American Museum of Natural History

American Museum as Seton would have seen it in the early 1900s.
The American Museum of Natural History as it Appears Today
Seton Speaking (in sign talk) with Grey Whirlwind at Standing Rock, 1927 (Photo by Clyde Fisher)

Seton was closely associated with the American Museum of Natural History at 200 Central Park West in New York City from his earliest days in New York.

He studied and worked alongside AMNH scientists, several of whom he collaborated with and became close friends. Among his AMNH colleagues were Frank Chapman, a leading ornithologist of the day, and later Clyde Fisher, who would ultimately achieve lasting recognition as the first director of the Hayden Planetarium at the Museum, a position now held by Neal deGrasse Tyson.

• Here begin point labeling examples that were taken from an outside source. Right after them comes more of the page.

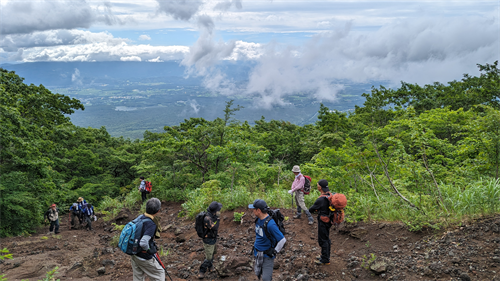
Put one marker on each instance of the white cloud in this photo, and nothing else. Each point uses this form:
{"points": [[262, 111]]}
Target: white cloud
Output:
{"points": [[104, 52], [418, 51], [75, 77], [28, 16], [144, 37], [131, 58], [13, 42], [157, 59]]}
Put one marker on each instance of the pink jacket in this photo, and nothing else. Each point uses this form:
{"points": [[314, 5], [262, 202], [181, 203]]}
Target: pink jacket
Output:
{"points": [[298, 183]]}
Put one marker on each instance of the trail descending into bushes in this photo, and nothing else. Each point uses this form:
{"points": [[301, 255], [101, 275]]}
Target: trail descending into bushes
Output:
{"points": [[361, 251]]}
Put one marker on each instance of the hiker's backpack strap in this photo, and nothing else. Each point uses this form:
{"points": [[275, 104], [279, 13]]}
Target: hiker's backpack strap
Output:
{"points": [[271, 252]]}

Clyde Fisher was co-leader of the 1927 Woodcraft Expedition. The expedition began in Bismarck, North Dakota, including a visit to Standing Rock and traveled southwest through South Dakota and Wyoming to Estes Park, Colorado, and Rocky Mountain National Park, and then into New Mexico, where they visited many pueblos in New Mexico and Arizona from a headquarters in Santa Fe. At the time, Fisher was curator of visual instruction at the museum and a pioneer in documentary films. The trip was intended to study Indian dance and Indian Sign Language. He took extensive footage and still photographs on the trip. Fisher produced a film entitled Camping Among the Indians for the museum, which documents Indian dancers at Standing Rock and various pueblos and at the Gallup Intertribal Ceremonial. Unfortunately, another film he created on Indian Sign Talk has been lost for many years.

While there are currently no items on public display, the Museum’s collections include a large amount of Seton-related items, including the originals of his journals, photographs, artwork, and other material.